The attorney for independent gubernatorial candiate Eliot Cutler identified political consultant Dennis Bailey, former Democratic gubernatorial candidate Rosa Scarcelli and her husband, Thom Rhoads, as the authors of the website The Cutler Files, according to documents released this week.
Attorney Dick Spencer wrote in a memo to Jonathan Wayne, executive director of the state’s ethics commisson, saying the commission should interview Bailey and Rhoads under oath to determine how much money was spent on the site. It also suggested that ethics officials find out “who owned the Cutler Files research materials at the end of the primary campaign.”
“Was it the Scarcelli campaign, the candidate, the candidate’s spouse, Mr. Bailey as the campaign’s political consultant or someone else?” Spencer wrote.

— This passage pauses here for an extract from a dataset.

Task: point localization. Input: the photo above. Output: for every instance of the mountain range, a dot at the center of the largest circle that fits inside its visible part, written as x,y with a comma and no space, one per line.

Bailey worked for Scarcelli during her run in the Democratic gubernatorial primary. She finished third in a four-way race.
The 49 documents and 163 emails released earlier this week came in response to a Freedom of Access Act request filed by the Kennebec Journal and Morning Sentinel with the Maine Commission on Govermental Ethics and Election Practices.
All of the documents are available for download through the links to the right.
In December, the ethics commission fined Bailey $200 for failing to comply with state campaign finance disclosure laws in relation to the Cutler Files. It did not find any violation against another person it investigated, who has remained anonymous and is only known as John Doe 1.
Wayne declined to identify that person on Thursday.
“We do not have any intention of identifying the other individual because the commissioners did not find that person violated campaign finance law,” he said.
The Portland Press Herald and other Maine newspapers have reported that second person is Rhoads; Rhoads has denied the allegation. Scarcelli has also denied involvement.
The documents released by the ethics commission indicate the scope of its investigation into the Cutler Files was largely contained to persons and records related to Bailey and the Scarcelli campaign for governor.
The Cutler Files, which was launched in late August, contained information critical of gubernatorial candidate Cutler, but the people behind the site wished to remain anonymous. Their attorney, Dan Billings, argued that the creators had a First Amendment right to anonymous political speech.
In a memo to Wayne released this week, one of the people behind the site described why they wished to remain anonymous.
“The thought was that if we put our name on it, people would check our party registrations and any past connections and conclude that we are just doing this website on behalf of one of the candidates or parties, and they would lose sight of what we are trying to say: that Eliot Cutler is not who he pretends to be,” the person wrote.